BBH speaks to Christopher James, professor of biomedical engineering at University of Warwick, about how wearable technologies could help people live independently for longer
The global obsession with smart technology could hold the key to revolutionising health and social care services, according to experts.
Christopher James, professor of biomedical engineering at University of Warwick, is currently working on research into long-term behaviour monitoring via mobile technology – a move he claims could help vulnerable people to stay independent for longer.
We are taking healthcare into communities and the big enabler here is technology and, in particular, mobile technology
Also chairman of The Institute of Electrical and Electronics Engineers (IEEE) Engineering in Medicine and Biology Society (EMBS) UK and Ireland chapter; he hopes the development of smart watch-based wearable technology will provide health and care providers with a new tool.
He told BBH: “My work looks at the brain and behaviour, taking signals from the brain to make diagnoses on the progression of certain conditions, such as epilepsy. This can tell us what parts of the brain are not working properly, for example.
“Technology has been invented that can move a cursor on a screen to the left just because a person thinks left. The technology picks up on their brain activity.
“I was really interested to see how we could take this kind of approach and use it to help people to live their lives more independently for longer.”
His research comes at a time when healthcare services are changing and the focus is moving from healing medical conditions to promoting wellbeing and maintaining good health.
James said: “It’s a very different model now and a different way of treating people.
“We are taking healthcare into communities and the big enabler here is technology and, in particular, mobile technology.”

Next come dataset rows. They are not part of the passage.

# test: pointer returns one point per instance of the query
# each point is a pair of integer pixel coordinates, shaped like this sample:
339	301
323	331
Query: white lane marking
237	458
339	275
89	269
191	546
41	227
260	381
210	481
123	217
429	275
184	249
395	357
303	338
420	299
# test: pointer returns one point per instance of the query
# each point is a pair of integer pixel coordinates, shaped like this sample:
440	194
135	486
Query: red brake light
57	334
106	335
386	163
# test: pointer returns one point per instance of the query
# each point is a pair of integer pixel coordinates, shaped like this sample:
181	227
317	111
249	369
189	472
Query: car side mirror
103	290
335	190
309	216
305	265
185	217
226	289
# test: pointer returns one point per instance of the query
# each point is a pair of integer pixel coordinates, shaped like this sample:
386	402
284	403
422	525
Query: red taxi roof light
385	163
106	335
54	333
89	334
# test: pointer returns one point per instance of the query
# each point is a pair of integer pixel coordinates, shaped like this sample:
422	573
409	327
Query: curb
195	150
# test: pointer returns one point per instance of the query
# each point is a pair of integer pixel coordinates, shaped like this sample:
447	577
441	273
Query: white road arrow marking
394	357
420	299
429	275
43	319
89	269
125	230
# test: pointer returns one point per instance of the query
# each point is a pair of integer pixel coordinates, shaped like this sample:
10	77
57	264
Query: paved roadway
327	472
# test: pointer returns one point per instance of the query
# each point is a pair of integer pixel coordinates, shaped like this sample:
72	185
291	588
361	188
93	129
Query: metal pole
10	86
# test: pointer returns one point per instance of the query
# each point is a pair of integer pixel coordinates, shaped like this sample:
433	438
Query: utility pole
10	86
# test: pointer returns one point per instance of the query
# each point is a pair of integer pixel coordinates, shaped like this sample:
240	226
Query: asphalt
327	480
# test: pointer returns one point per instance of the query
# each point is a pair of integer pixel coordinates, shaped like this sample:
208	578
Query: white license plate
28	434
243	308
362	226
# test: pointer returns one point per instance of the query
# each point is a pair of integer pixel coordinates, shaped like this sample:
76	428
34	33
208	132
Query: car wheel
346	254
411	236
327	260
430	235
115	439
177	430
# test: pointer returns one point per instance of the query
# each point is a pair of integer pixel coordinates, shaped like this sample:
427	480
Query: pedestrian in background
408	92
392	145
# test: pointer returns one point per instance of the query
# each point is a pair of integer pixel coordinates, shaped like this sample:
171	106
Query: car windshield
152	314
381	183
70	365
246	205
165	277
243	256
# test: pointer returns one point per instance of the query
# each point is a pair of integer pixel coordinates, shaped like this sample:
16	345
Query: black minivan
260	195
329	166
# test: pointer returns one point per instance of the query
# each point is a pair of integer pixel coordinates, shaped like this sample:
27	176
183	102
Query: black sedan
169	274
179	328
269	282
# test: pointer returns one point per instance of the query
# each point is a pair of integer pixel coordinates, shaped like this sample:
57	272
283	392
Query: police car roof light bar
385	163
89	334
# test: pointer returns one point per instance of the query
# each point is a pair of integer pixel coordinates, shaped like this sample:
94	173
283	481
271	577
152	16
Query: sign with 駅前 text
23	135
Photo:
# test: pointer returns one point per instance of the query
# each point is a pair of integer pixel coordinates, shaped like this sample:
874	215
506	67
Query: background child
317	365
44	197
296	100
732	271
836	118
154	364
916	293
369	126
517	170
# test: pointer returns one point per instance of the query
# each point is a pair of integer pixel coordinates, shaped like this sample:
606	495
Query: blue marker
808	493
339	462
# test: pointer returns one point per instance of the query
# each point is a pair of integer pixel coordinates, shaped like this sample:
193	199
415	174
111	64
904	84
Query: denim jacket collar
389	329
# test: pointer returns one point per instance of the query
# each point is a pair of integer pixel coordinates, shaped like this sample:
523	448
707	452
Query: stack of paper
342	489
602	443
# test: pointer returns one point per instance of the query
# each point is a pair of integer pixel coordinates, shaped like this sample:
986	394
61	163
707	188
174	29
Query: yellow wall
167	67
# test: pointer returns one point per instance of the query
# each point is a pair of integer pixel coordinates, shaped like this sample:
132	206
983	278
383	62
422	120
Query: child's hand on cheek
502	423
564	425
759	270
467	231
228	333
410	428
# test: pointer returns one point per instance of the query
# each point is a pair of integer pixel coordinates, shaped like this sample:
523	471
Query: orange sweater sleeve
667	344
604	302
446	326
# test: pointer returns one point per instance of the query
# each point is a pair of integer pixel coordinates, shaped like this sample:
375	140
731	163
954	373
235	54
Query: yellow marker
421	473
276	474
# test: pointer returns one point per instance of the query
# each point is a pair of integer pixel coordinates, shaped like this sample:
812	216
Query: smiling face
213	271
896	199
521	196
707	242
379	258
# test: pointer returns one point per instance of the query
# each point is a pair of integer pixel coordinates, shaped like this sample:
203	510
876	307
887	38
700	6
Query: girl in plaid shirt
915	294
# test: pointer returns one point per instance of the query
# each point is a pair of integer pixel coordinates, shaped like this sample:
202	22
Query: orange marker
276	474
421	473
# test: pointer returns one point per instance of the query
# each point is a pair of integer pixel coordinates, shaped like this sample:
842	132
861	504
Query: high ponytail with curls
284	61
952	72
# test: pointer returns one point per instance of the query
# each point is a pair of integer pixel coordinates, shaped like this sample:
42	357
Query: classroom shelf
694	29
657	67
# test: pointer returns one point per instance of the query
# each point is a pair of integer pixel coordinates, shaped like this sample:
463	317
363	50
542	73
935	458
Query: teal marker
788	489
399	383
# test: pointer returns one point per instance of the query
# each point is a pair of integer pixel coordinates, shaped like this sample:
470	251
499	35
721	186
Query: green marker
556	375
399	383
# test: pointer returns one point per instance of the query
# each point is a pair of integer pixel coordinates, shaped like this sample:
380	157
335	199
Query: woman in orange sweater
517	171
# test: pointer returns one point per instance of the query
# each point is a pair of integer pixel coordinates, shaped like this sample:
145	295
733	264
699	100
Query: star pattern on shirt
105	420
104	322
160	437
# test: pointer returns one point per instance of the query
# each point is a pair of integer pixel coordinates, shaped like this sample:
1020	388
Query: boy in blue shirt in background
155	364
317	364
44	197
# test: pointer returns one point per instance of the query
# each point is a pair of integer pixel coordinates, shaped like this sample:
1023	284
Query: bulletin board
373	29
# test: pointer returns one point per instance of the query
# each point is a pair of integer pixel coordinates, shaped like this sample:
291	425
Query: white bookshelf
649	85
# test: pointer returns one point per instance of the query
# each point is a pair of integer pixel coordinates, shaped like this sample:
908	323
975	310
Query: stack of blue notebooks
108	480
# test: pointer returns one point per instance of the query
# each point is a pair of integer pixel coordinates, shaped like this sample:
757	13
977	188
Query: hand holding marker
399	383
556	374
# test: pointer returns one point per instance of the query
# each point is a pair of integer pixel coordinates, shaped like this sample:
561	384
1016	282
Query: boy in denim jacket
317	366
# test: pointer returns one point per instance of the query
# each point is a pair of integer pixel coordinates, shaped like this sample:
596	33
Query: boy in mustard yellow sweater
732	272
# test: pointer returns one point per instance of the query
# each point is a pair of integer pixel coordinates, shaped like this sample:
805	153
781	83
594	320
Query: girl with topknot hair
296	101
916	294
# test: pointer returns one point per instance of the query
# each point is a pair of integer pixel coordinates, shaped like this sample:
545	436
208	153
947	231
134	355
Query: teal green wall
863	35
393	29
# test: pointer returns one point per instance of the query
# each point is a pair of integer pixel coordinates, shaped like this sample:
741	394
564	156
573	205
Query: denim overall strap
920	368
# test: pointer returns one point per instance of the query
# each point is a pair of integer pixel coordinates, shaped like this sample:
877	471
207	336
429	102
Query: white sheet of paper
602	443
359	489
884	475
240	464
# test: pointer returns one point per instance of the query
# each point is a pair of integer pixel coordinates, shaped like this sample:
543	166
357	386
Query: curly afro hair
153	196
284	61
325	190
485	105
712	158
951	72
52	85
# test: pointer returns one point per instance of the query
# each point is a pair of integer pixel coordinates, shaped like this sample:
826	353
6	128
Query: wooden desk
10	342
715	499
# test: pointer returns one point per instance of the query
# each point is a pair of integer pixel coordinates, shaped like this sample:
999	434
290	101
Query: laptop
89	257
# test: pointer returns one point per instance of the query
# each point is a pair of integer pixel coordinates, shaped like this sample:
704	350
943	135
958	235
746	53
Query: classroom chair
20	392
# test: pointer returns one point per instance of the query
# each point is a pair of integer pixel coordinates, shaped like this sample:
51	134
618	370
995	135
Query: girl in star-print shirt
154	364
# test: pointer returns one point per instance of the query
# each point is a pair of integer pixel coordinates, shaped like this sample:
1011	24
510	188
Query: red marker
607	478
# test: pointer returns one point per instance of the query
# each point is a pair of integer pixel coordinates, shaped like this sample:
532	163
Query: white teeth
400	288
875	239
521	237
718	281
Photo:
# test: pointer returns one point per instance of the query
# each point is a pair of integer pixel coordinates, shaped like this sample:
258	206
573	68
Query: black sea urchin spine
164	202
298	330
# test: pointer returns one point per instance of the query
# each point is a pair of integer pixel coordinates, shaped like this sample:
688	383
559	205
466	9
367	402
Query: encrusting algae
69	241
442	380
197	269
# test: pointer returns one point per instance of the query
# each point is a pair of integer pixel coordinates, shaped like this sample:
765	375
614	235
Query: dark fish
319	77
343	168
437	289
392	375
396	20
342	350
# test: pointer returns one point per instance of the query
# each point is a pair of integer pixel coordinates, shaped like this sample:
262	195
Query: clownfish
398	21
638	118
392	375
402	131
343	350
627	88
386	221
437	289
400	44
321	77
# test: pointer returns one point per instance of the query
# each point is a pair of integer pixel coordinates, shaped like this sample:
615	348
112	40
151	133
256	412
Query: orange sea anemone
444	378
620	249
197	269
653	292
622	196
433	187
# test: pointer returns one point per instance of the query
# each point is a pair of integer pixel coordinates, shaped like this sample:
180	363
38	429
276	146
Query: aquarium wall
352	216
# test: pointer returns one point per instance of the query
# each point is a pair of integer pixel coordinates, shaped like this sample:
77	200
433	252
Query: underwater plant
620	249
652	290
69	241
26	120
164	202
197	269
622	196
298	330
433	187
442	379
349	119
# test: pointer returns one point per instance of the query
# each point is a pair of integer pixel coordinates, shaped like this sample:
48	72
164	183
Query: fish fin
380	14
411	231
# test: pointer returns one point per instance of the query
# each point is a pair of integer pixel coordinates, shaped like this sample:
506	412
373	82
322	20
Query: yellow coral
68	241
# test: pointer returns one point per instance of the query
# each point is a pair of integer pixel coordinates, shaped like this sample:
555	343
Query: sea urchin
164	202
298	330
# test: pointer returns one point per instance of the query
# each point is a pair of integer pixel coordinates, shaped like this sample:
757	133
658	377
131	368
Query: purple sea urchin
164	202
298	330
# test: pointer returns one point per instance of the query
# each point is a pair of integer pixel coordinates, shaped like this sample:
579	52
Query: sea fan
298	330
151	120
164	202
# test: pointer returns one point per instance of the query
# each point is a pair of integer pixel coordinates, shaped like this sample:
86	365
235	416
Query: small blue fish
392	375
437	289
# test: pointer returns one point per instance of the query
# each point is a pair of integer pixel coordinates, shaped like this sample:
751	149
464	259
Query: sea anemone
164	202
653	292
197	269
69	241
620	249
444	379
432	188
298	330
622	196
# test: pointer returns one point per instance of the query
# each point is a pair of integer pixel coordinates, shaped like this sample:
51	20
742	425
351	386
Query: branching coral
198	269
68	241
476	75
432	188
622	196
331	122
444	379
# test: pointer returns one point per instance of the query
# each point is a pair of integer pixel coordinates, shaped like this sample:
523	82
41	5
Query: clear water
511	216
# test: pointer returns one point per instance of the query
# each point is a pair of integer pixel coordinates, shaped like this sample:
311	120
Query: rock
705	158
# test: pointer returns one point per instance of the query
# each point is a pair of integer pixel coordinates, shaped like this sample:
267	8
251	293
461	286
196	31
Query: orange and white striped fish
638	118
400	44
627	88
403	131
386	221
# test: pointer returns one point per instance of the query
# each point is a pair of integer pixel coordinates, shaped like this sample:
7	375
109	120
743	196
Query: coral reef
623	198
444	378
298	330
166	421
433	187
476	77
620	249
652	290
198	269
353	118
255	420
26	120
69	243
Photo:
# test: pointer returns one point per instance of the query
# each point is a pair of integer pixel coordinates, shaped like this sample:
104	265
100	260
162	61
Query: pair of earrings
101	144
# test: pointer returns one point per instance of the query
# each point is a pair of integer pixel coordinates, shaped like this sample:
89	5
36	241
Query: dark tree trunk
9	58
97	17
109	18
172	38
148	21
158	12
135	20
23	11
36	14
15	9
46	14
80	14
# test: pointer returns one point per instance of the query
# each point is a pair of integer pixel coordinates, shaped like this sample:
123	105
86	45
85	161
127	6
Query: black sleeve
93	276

Using a smart watch in this way we can get measurement of relatively high quality – a stream of data from which we can determine individual condition signatures
A large number of people now use smart phones, and James and his team are using this as a basis for their research.
“Across almost all levels of society people are using smart technology to collect data and interact with it. Phones now have accelerometers – which sense movement of the phone and change the screen orientation - and from this sort of app we can start to see patterns of behaviour.”
The researchers are primarily looking at ways to use smart technology to help the elderly and people with mental health problems.
“People do not want to have to go into care homes until the time is right,” said James. “But at the same time, if they are vulnerable and are living at home, then we need to be able to see how well they are doing and to do this we need to observe their behaviour in an unobtrusive way.
“If they usually wake up at 8am, make a cup of tea, and then sit down until lunchtime, we need to know if this routine changes as it could suggest there is a problem. This is where wearable technologies can help.”
We do not want to interrupt people’s lives, but make them easier and safer, so we want to delivery this technology in a format that they will find easy to use
The project has tested this technology using off-the-shelf smart watch solutions from China and adapted them to suit the UK market.
James explains: “It’s similar to other smart watches, but it’s got all the features of an android phone, such as wifi, Bluetooth, an accelerometer, and GPS.
“We do not want to interrupt people’s lives, but make them easier and safer, so we want to delivery this technology in a format that they will find easy to use.
“Using a smart watch in this way we can get measurement of relatively high quality – a stream of data from which we can determine individual condition signatures. For example, if an elderly person’s routine is disturbed, we want to raise attention.
“Another area we see this working well is in mental health and, in particular, bipolar.
“Someone with bipolar does not see a sudden change, but one that happens gradually over time. The idea is if they wear this watch they can pick up on patterns and see changes that might point to a problem.
“This information can then be fed back to medical or care specialists, or members of the person’s family.”
The cost of the technology has reduced considerably over the past few years, with the basic watches now costing less than £100, making this an affordable intervention for the NHS and social services.
It is an exciting development and one we think could help the UK’s health and social care system immensely
“Monitoring technology used to involve big clunky boxes, but this is basically the size of a matchbox and it’s getting smaller all the time.
“We are trying to simplify it so people want to get involved.”
The only downside currently is that the watches need to be charged, which means having to take them off. The team is looking at ways to address this.
“There is a huge market for this type of thing and we want to find off-the-shelf solutions that are easily updated.
“We have already carried out some limited trials, but we are now looking to take this to the next level.
“It is an exciting development and one we think could help the UK’s health and social care system immensely.”